Enabling Reaction Selectivity of Platinum Catalysts by Photoinduced Electronic Effects

• Published in: Precision Chemistry Vol. 1; no. 4; pp. 248 - 255
• Main Authors: Rasamani, Kowsalya Devi, Dai, Xinyan, Messner, Matthew, Liu, Cunming, Zhang, Xiaoyi, Sun, Yugang
• Format: Journal Article
• Language: English
• Published: University of Science and Technology of China and American Chemical Society 26.06.2023; American Chemical Society
• Subjects: dielectric scattering resonance; selective photocatalysis; selective hydrogenation; photoinduced adsorption/desorption; enhanced plasmonic absorption; hot-electron-driven chemistry
• ISSN: 2771-9316; 2771-9316
• DOI: 10.1021/prechem.3c00034

Reaction selectivity is crucial to producing target molecules of importance with minimum waste.

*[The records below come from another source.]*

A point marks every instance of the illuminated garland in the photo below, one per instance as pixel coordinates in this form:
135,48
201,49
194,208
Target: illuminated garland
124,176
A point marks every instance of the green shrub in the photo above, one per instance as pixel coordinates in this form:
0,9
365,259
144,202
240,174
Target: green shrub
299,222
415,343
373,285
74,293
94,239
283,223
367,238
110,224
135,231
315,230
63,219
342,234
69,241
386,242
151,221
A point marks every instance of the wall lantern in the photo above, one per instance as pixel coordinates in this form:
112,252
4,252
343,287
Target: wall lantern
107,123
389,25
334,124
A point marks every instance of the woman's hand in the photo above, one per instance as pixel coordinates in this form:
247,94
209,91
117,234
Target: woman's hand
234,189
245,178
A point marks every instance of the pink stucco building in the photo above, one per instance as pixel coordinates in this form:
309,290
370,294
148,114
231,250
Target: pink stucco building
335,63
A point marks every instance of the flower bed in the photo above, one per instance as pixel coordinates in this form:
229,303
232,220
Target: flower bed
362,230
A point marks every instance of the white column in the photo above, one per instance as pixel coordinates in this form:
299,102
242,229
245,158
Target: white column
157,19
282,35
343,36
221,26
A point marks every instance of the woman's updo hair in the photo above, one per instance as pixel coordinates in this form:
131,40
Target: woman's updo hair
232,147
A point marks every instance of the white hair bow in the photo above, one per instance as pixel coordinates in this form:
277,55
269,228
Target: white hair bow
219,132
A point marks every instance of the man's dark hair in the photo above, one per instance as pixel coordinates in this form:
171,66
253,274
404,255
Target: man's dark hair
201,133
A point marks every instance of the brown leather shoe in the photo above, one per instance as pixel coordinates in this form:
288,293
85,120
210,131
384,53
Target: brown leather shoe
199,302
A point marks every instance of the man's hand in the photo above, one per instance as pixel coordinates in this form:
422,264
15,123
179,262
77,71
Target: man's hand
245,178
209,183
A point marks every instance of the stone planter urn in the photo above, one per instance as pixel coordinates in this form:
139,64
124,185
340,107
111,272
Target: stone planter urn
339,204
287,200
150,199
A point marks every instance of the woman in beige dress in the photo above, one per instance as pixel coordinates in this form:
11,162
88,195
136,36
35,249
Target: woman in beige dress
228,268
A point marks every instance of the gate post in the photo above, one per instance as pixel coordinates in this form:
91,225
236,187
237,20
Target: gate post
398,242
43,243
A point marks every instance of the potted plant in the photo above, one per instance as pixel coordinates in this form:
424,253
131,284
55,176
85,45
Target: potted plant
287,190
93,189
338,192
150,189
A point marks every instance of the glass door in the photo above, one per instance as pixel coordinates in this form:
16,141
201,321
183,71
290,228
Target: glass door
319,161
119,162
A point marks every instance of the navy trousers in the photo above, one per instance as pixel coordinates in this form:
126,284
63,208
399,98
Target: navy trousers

This work reports an efficient and green strategy to improve reaction selectivity in visible-light-mediated chemical transformations by employing Pt/SiO x photocatalysts, which is ascribed to light-induced surface electronic modification in the small Pt nanocrystals. This strategy has been successfully applied to synthesize commercially valuable but thermodynamically unfavorable arylhydroxylamines with high selectivity via partial hydrogenation of the respective nitroarenes. Surface modification of the small Pt nanocrystals with triethanolamine (TEA) molecules further optimizes the Pt electronic structure to favor the reaction selectivity. The light-induced surface electronic structure alterations and the TEA chemical modification act synergistically to prevent the readsorption of desorbed electron-rich arylhydroxylamines. This prevents the complete hydrogenation of arylhydroxylamines to respective anilines, leading to high arylhydroxylamine selectivity of 81–91%. In addition, photoillumination of Pt nanocrystals always accelerates the reaction kinetics significantly regardless of their surface modification.